The comments section is oh so much worse.
Nicole
Who told this lady she is a milf? Her face is old and hagard AF its probably from the stress or raising her asshole kids…I’m a server and hate people who let their kids act like that… I have two and all I have to do is look at them and they know how to behave..
Susan
I make a point of complimenting and thanking parents with well behaved, well mannered children. I also make a point of telling parents that restaurants can be quite dangerous places when their kids are out of control, and ask them to keep their kids at their tables, in their chairs. However, as an owner, I have the freedom to do so.
Meg
As a server and a parent of 3 (yes 3 kids i know its a lot) I am horrified by this woman and her “turds” (really, you call your kids turds?).
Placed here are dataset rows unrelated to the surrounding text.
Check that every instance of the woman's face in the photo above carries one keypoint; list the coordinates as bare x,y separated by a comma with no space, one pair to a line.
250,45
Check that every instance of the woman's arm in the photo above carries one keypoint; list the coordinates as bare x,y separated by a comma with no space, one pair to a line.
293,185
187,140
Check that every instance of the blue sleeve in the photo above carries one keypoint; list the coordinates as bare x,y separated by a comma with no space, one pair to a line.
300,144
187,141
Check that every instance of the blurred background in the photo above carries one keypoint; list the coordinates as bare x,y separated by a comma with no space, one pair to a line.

When I do go out with my kids I constantly worry that other servers cringe when they see us coming. Despite that, I ensure that my kids act accordingly…if I wanted them to run around and scream I would take them to chuck e cheese. Granted every child has their moments of temper tantrums but usually when mine do I will pack up my food and bring it home because I know that I am the only person in that restaurant that signed up for this and refuse to let my children ruin anyone else’s time out or experience. As a server I see behavior like this way too often and really cannot understand how parents are okay with letting their children crawl all over, scream, bother other tables, and yes we have even had some try to come in the kitchen. I am embarrassed for parents today because so many let their kids run rampant that when we go out a lot of the time people automatically assume that mine will be the same.
Lois
Well said, Meg. I was wondering if there were any responsible parents left who would comment on this irresponsible mother. I take it dad bailed out long ago.
KYLO WREN
DADS -PLURAL – SPERM DONORS
B
Bit judgemental. She’s actually still with her kids father. All 4 have the same dad.
I don’t approve of how the kids behaved and would be absolutely mortified if mine did anything like this, but pull your heads in a bit.
Sherry
Headed over to her blog, and just had to read the comments – she’s being APPLAUDED for letting her kids act like rapid raccoons.
I live in the deep south where most (responsible) mothers would be absolutely mortified if their children acted like that in public. Mine weren’t perfect, God knows, but that would never have happened with mine.
Mel
Sorry, that should have been:
She talks about negotiating good behaviour with her kids. No, you don’t negotiate, you be a responsible parent and TELL them.
Mel
She talks about negotiating good behaviour with her kids. No, you don’t negotiate, you gbeva responsible parent and TELL them!
Raichu
MTE
You NEVER plead with your children to behave!!!
Ripley
Goodness read the blog, she’s not raising kids – SHE’S REARING TURDS. Much more difficult.